Understanding important estate planning terms is crucial when you are planning your estate. Although the terms “beneficiary” and “heir” are frequently used interchangeable by the general public, the terms actually have two very different legal meanings in most states. Both may be applicable to your estate planning purposes, making a complete understanding of the legal meanings important.
Individual states are responsible for laws, rules and regulations regarding wills and trusts, and other estate matters. Having said that, there are some common concepts, procedures and terminology used by most states.
In most jurisdictions, the word “beneficiary” refers to someone who is specifically mentioned in a Last Will and Testament or in a trust as receiving a gift. For example, if you specifically mention that you wish to give your daughter a gift of $10,000 under the terms of your Will, then your daughter is a beneficiary under the terms of the Will. If you mention that you wish to give your Secretary your vehicle under the terms of your Will, then he or she is also a beneficiary in your Will.
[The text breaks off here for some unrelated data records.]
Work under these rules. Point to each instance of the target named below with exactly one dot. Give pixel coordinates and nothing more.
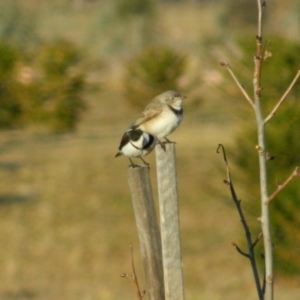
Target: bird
(161, 116)
(136, 143)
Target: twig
(265, 218)
(257, 240)
(237, 202)
(248, 98)
(273, 112)
(294, 174)
(134, 278)
(240, 251)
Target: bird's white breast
(162, 125)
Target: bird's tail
(118, 154)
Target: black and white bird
(136, 143)
(161, 116)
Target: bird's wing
(150, 112)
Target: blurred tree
(283, 142)
(152, 72)
(10, 106)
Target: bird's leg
(132, 164)
(168, 141)
(145, 162)
(161, 144)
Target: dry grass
(65, 210)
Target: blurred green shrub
(283, 142)
(58, 99)
(10, 105)
(129, 8)
(47, 90)
(152, 72)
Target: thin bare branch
(240, 86)
(294, 174)
(237, 202)
(133, 278)
(273, 112)
(257, 240)
(238, 249)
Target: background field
(66, 219)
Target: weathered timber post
(148, 230)
(169, 218)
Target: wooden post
(169, 217)
(148, 231)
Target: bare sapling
(266, 289)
An heir, is someone who will inherit from your estate under the laws of intestate succession in your state. Intestate succession refers to a situation wherein you died without leaving a valid Will. An heir will also inherit any assets that are not specifically bequeathed to beneficiaries under a valid Will. Although state laws will vary, heirs are typically your spouse, children and other blood relatives. The way in which your state will be divided amongst heirs will also vary among states; however, your spouse, children and grandchildren of any deceased children typically inherit first.
A beneficiary may also be an heir and the other way around. For example, the gift of $10,000 to your daughter makes her both and heir and a beneficiary since children are considered heirs under all state laws.